Considerando que o direito do Estado Português/Fazenda Pública foi reconhecido por decisão judicial transitada em julgado proferida em acção em que o outro potencial credor da Autora foi devidamente citado e exerceu livremente, na medida em que o quis, todos os direitos reconhecidos no Ordenamento Jurídico português, que é conforme aos demais Ordenamentos Nacionais dos países que se organizam segundo o modelo do Estado de Direito, incluindo o direito ao contraditório, e que, ao invés, a decisão judicial do Reino de Espanha, que não teve em conta a existência desse direito, foi lavrada em processo no qual o Estado Português não foi citado nem teve oportunidade para intervir, tem forçosamente de considerar-se prevalecente e certo contra os demais credores, o direito titulado pela Fazenda Pública portuguesa.
O que significa que, à luz de todos os Ordenamentos Jurídicos típicos dos Estados de Direito e de todas as Declarações e Convenções Internacionais relativas aos direitos humanos (que podem e devem aplicar-se mutatis mutandis a organizações, incluindo os Estados) - destacando-se a incontornável e justamente assinada relevância que é dada pelas nações civilizadas ao chamado right to be heard (que, ontologicamente, é bem mais do que o já muitíssimo relevante direito ao contraditório), o ESTADO PORTUGUÊS não está vinculado ao caso julgado que eventualmente se possa ter formado no processo a correr termos pelo Juzgado Mercantil n.º 5 de Barcelona.

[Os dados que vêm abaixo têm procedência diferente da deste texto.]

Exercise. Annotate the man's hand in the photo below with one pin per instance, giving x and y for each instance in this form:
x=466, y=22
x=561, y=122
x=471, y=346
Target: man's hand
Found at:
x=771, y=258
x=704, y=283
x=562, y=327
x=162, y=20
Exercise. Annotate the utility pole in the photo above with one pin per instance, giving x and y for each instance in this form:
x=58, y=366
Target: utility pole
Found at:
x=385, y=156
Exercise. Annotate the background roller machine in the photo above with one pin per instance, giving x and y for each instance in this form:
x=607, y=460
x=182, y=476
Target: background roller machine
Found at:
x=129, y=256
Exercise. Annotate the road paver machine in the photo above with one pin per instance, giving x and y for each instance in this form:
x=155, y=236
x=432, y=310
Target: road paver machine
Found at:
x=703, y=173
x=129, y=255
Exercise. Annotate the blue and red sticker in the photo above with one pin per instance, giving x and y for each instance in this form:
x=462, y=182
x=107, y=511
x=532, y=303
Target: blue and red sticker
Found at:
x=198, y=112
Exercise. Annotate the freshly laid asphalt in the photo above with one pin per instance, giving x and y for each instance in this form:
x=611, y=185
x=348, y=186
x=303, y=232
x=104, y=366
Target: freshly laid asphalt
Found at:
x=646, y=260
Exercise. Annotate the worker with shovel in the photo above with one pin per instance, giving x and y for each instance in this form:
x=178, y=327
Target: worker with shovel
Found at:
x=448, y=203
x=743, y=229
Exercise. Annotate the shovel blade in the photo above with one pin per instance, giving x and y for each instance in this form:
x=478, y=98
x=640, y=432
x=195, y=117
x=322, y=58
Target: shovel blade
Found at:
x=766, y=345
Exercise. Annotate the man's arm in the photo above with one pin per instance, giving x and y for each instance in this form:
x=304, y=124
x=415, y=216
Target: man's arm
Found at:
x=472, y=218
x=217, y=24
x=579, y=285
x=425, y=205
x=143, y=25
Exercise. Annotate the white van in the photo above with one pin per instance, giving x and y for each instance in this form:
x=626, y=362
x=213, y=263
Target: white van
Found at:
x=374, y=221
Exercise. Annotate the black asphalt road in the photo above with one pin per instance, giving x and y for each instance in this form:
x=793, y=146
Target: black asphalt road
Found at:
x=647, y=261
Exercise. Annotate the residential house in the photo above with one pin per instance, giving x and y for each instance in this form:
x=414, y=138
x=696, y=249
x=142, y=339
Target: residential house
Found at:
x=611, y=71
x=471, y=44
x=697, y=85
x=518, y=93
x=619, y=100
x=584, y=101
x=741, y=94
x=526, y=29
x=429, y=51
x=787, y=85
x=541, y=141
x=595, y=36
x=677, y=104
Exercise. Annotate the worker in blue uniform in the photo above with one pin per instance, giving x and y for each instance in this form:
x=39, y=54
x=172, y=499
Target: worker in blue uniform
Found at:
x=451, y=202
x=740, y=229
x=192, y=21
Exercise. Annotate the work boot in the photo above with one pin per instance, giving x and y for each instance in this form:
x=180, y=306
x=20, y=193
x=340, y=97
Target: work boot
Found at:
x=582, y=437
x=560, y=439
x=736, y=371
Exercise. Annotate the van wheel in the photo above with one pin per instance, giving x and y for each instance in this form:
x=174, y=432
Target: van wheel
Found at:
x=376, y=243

O que por si só seria, desde logo, suficiente para julgar procedente a pretensão deduzida em Juízo pelo Réu apelante – o Estado Português está, neste caso, investido da qualidade de credor da Ré “COS, SA” e isso não pode também ser ignorado.
4.3.4. Todavia, não obstante essa constatação, importa adiantar que este Tribunal Superior sufraga, acolhe e subscreve integralmente os argumentos esgrimidos por esse apelante nas suas alegações de recurso, na parte que, por comodidade, a seguir se transcreve:
“Por outro lado, a argumentação contrária da R. COS olvida que o Regulamento (CE) n.º 1346/2000 do Conselho da União Europeia, de 29.05.2000, alterado pelos Regulamentos (CE) n.º 603/2005, de 12-04-2005, e n.º 694/2006 de 27-04-2006, estabelece regimes diferentes para o “reconhecimento” comunitário “dos efeitos da abertura do processo de insolvência” e para o reconhecimento da “executoriedade” das demais decisões nele firmadas.
Com efeito, dita o artigo 16.º n.º 1 do Regulamento que: «Qualquer decisão que determine a abertura de um processo de insolvência, proferida por um órgão jurisdicional de um Estado-Membro competente por força do artigo 3.º, é reconhecida em todos os outros Estados-Membros logo que produza efeitos no Estado de abertura do processo».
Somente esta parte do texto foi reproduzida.